McConnell courts GOP centrists for health bill
Senate Majority Leader Mitch McConnell (R-Ky.) on Wednesday was focused on winning the support of GOP centrists for an ObamaCare repeal-and-replace bill that his members are expected to see on Thursday.
McConnell can only afford two defections, and votes from conservative Sens. Rand Paul (R-Ky.) and Mike Lee (R-Utah) were in serious doubt as GOP leaders sought to appease moderate Republican demands.
{mosads}At a special lunch briefing, Republican senators discussed making tax credits for low-income and older Americans more generous compared to the House-passed American Health Care Act. The tax credits will be adjusted to reflect income and age to soften the potential impact on poor seniors.
The increased support for low-income Americans is intended to placate moderate Republicans who are concerned about phasing out ObamaCare’s generous federal assistance for expanded Medicaid enrollment.
“We hope to cover more people than the House bill,” said Senate Republican Whip John Cornyn (Texas).
The balancing act between conservatives and centrists is a crucial test of McConnell’s leadership, with every move toward one side risking votes on the other.
McConnell himself worked to lower expectations just months ago, acknowledging the difficulties the Senate faced in putting together an ObamaCare repeal-and-replace bill that could win 50 votes. (Vice President Pence would then be called in to break a tie.)
The Republican leader is now nearing a vote, which is expected to take place next week.
And while many GOP senators are undecided, none have yet stated unequivocally that they will vote no.
Republican senators will find out what exactly is in the bill at a special meeting scheduled for 9:30 a.m. on Thursday.
The legislative text will be posted publicly, according to a senior Senate aide, who said the document will be far smaller than the 2,700-page ObamaCare bill.
The bill is widely expected to undergo more changes before a vote next week.
McConnell faces one potential procedural objection in language that would restrict tax credits from being used to buy insurance plans that cover abortion services.
If the Senate parliamentarian rules that language cannot be included in the bill under budgetary rules, conservative anti-abortion advocacy groups could come out against the bill and sink it.
“I believe that did not pass through the parliamentarian’s review, so I don’t expect that to be in there,” Sen. Susan Collins (R-Maine) said Wednesday.
Because Republicans are using a special budgetary process known as reconciliation to pass the bill with a simple majority vote, it must meet a six-part test known as the Byrd Rule. The toughest requirement to fulfill states that provisions included in the legislation must have more than an incidental budgetary impact.
A Republican senator who attended the briefing on the tax credits said the abortion coverage language as of Wednesday afternoon was still in the bill and negotiators were working on a way to protect it from running afoul of Senate procedure.
Procedural obstacles could also imperil language defunding Planned Parenthood, another top priority of conservatives who want to restrict abortion.
The Senate parliamentarian in 2015 allowed similar language related to Planned Parenthood in the ObamaCare repeal bill that the Senate and House passed and then-President Barack Obama vetoed.
Medicaid is another thorny issue. Twenty Republican senators represent states that expanded Medicaid enrollment under ObamaCare. About a half dozen of them worry that ending generous federal assistance for new enrollees will shift big cost burdens onto their home states.
McConnell has addressed their concerns by beginning the phase-out of expanded federal assistance at a later date than the House bill, which caps the program in 2020.
One Republican senator familiar with the legislation said he expects the phaseout will begin in 2021 and be implemented more slowly than in the House bill.
“It will mean more money for the states up front,” said the lawmaker.
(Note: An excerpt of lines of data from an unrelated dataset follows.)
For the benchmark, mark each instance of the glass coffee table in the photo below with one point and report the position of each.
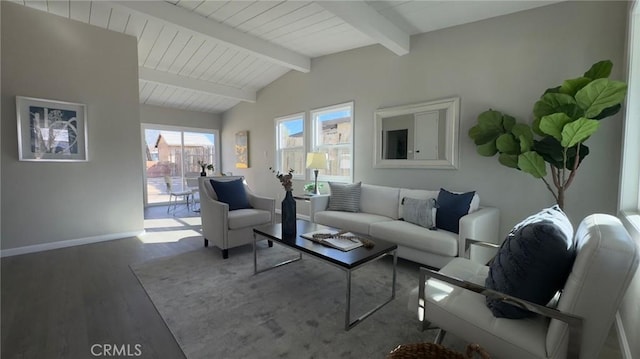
(347, 261)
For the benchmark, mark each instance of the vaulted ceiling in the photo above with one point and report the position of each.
(210, 55)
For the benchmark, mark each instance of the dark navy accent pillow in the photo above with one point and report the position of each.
(451, 207)
(533, 262)
(232, 193)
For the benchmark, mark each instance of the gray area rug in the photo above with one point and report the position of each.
(218, 309)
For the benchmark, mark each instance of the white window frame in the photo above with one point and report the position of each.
(313, 114)
(182, 129)
(278, 154)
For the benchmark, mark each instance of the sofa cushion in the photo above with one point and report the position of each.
(533, 262)
(414, 193)
(451, 207)
(412, 236)
(232, 193)
(380, 200)
(345, 197)
(419, 211)
(354, 222)
(464, 311)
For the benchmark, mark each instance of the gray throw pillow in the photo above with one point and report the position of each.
(345, 197)
(419, 211)
(533, 262)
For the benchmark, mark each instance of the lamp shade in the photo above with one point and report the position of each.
(316, 160)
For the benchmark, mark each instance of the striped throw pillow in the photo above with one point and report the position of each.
(345, 197)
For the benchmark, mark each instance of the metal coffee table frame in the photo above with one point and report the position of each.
(348, 269)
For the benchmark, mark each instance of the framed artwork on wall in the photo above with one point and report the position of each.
(50, 130)
(242, 149)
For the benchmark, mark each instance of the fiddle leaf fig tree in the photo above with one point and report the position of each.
(563, 119)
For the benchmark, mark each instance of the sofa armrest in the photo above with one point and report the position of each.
(318, 203)
(214, 215)
(574, 322)
(265, 203)
(481, 225)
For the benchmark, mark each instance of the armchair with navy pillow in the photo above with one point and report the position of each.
(229, 210)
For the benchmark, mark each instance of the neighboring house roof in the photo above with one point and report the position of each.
(190, 139)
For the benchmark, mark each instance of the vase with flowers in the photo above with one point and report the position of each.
(288, 204)
(205, 166)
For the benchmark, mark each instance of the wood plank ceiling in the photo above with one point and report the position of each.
(210, 55)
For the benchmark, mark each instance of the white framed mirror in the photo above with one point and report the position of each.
(422, 135)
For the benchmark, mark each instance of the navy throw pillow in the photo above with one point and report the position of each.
(451, 207)
(231, 193)
(533, 262)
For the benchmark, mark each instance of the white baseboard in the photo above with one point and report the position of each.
(67, 243)
(622, 338)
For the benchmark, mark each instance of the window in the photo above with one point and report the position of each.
(171, 156)
(290, 150)
(333, 134)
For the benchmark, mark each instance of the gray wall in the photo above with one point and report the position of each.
(504, 63)
(173, 117)
(50, 57)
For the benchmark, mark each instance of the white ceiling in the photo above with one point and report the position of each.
(210, 55)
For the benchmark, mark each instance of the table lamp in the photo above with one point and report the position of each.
(315, 161)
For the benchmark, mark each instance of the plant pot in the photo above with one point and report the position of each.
(288, 216)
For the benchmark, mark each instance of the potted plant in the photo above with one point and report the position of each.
(205, 166)
(563, 119)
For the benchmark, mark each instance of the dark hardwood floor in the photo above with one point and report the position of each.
(63, 303)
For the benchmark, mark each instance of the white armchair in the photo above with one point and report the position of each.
(228, 229)
(453, 299)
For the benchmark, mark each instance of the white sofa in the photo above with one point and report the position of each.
(380, 214)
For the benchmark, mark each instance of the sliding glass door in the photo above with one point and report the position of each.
(171, 156)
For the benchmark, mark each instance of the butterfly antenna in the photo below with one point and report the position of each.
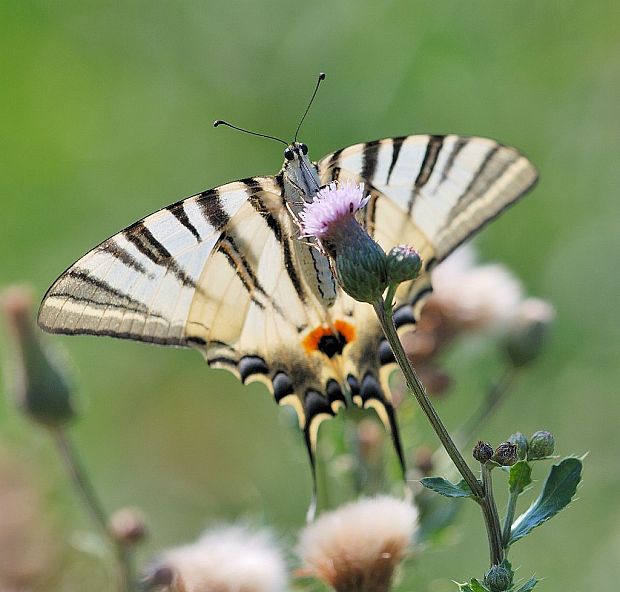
(218, 122)
(316, 89)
Some lobbying sources said the draft on Thursday could include a three-year phaseout of the funding for Medicaid’s expansion under Obama-Care. But they said the phaseout could still be made longer before a final vote to win over moderates.
To placate conservatives, McConnell has agreed to use a different formula than the House for indexing Medicaid to inflation, which could lower the bill’s costs.
Republicans who support this reform note it will not go into effect until 2025, giving policymakers plenty of time to assess the impact of the healthcare reform legislation before curbing the cost of Medicaid benefits.
They also point out that capping federal Medicaid support will apply per person, so if there’s an influx of new enrollees because of an economic downturn, it would not result in a dramatic reduction in resources for people in the program.
But while McConnell has sought to win over conservatives with a stricter index for Medicaid inflation adjustments, he has stayed away from their demand to gut one of ObamaCare’s popular insurance reforms.
Lee, Sen. Ted Cruz (R-Texas) and other conservatives have pushed the GOP leader to allow states to exempt themselves from the so-called community rating regulation that requires insurance companies to offer health plans to people at the same price, regardless of what pre-existing medical conditions they have.
“They’re not in any way touching community rating,” grumbled a Senate source familiar with the negotiations.